Speaking of tables, given the restaurant’s popularity, procuring one in the afternoon is something of a feat here. (Hence, reservations are recommended.) On my first visit, my companion and I managed to snatch an empty spot at the bar. The cafe’s 15-plusitem lunch menu leans toward the lighter side, so we began our repast with a selection of salads.
The petite Caesar with its peppery cayenne croutons, hand-stacked romaine and golden Parmesan crisps was satisfying enough, but I adored the more complex, layered flavors of the salad with dried mission figs, walnuts and crumbled blue cheese. The table favorite, though, was the in-house smoked salmon salad (the salmon hickory smoked whole on-site). Accompanied by a thick disk of ruby red tomato and balsamic-dressed greens, it was the epitome of classic Big Apple deli fare.

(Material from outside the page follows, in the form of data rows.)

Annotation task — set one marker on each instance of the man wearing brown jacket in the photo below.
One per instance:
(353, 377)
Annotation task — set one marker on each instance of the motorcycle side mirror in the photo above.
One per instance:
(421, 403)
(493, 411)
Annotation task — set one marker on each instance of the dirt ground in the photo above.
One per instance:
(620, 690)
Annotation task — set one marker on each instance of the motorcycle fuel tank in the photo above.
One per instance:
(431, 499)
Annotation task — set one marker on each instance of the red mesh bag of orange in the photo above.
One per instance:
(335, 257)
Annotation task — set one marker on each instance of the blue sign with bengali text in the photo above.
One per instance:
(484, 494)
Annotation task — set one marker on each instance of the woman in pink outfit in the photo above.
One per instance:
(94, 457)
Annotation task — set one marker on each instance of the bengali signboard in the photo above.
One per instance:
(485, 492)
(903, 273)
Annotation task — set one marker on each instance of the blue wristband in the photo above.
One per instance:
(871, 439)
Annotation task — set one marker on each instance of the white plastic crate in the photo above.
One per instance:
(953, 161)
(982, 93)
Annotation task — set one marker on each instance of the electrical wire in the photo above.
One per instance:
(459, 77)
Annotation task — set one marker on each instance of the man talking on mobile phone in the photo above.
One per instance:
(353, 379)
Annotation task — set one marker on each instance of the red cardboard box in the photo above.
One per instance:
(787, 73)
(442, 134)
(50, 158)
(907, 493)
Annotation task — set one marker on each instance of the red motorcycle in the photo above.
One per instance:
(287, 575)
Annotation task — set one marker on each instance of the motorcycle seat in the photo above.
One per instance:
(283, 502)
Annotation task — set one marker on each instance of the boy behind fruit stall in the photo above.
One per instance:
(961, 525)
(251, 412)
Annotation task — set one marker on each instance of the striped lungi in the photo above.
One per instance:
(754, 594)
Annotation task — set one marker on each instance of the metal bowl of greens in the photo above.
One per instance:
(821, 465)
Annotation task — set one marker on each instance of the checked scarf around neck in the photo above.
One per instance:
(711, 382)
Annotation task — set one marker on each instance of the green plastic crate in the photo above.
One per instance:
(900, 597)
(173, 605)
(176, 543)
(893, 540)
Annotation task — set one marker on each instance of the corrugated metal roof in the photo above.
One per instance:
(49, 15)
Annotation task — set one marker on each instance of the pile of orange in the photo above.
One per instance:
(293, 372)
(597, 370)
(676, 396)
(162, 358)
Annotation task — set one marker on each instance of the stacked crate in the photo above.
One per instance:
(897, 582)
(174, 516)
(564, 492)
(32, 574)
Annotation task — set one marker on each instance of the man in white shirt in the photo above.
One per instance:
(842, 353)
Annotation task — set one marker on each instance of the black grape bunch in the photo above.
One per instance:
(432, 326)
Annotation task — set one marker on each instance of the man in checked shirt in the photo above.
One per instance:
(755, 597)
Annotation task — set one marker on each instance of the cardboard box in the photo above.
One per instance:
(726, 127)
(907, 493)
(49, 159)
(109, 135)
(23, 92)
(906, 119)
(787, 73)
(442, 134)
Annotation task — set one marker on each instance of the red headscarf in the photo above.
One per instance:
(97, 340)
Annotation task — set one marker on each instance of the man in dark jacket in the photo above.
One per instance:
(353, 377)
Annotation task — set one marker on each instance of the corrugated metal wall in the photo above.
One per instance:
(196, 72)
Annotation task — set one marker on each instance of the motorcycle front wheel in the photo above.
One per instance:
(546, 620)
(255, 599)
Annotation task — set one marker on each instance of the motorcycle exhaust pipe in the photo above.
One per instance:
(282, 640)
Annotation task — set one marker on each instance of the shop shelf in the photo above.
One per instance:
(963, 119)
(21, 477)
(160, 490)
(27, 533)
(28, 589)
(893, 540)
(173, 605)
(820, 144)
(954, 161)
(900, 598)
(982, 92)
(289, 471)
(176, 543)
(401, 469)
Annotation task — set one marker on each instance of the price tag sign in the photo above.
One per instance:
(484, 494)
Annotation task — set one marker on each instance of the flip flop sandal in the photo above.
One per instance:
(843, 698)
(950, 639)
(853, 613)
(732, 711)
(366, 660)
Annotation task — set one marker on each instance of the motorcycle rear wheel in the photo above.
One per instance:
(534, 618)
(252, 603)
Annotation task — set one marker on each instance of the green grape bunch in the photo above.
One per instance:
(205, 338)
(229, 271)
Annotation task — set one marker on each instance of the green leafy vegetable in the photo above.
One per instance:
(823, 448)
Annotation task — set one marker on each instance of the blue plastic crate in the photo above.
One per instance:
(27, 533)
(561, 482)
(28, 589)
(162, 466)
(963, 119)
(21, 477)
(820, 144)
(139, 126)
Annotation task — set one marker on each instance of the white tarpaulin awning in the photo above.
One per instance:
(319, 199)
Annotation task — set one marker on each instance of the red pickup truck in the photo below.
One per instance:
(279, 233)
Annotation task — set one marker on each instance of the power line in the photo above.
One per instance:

As our half-empty ice teas were perpetually being swapped out for fresh ones, we considered our next move, deciding that sandwiches were a logical follow-up to so much roughage. The blackened chicken sandwich—served, surprisingly, on rye bread—hit all the right notes with its juicy chicken, roasted red pepper, tangy arugula and creamy cheddar cheese. And who can say no to a side of those fantastic hand-cut fries? The Brooklyn Famous Reuben, which consists of slices of delicious corned beef tucked inside buttery toasted rye, crunchy sauerkraut, Swiss cheese and housemade Russian dressing, might not compare with some of the Reubens I’ve enjoyed in the namesake borough, but it was perfectly tasty and acceptable.
Despite the crowded bar and occasional long waits, dinnertime at Brooklyn Cafe has the mood and energy of a neighborhood party. On a follow-up meal one evening, we joined the blithesome crowd at the bar and ordered a couple of the aforementioned liberal pours from the carefully curated and fairly priced wine list.
I selected the Petit Clos, a superb example of the flinty, smooth and often flowery New Zealand sauvignon blancs we’ve come to love. My fellow diner enjoyed her Viognier/Roussanne blend from Two Arrowheads, a relatively new wine from the Coppola family made at Virginia Dare Winery in California.
When our tummy rumblings eclipsed the rowdy chatter, we ordered up the crisp-fried Georgia tomatoes drizzled with a mellow serrano cream that proved a perfect complement to our white wines. We followed that with the fresh blackened mahi tacos served with crunchy Spanish slaw along with a side of the cold wild rice salad, the latter a combination of wild and brown rice with a vanilla-yogurt and olive-oil dressing that proved somewhat strange and forgettable.
The crab cake salad, on the other hand, was breathtaking. Served with crisp field greens in a delicate mustard sauce and vine-ripe tomatoes, the piping hot lump crab cake was the most exquisite I’ve ever had, and I will be returning often and soon to see if it can be replicated.
With children at the table, it would’ve been inconsiderate not to order dessert, right? They had waited all night through “grown-up” food to get their hands on the mile-high double chocolate cake served with shot glasses of cold milk. But as decadent and cocoa-rich as it was, they couldn’t keep their forks out of the housemade Key lime pie with its golden graham cracker crust, tart custard and generous dollop of freshly whipped cream. There’s not much I would change about Brooklyn Cafe, except maybe move it closer to my house. If you ever want to see how and why a restaurant survives and thrives in a notoriously risky industry, visit Brooklyn Cafe and see how it’s done.
220 Sandy Springs Cir.,
Sandy Springs 30328
Prices: Appetizers and salads: $7-$12. Sandwiches and mains: $11-$31.
Desserts: $7. Recommended dishes: Classic Caesar salad with Parmesan crisps, fig and walnut salad, hickory-smoked salmon salad, mahi fish tacos, crab cake salad, mile high double chocolate cake, homemade Key lime pie.
Bottom line: The beloved neighborhood cafe offers flawless food and impeccable service year after year.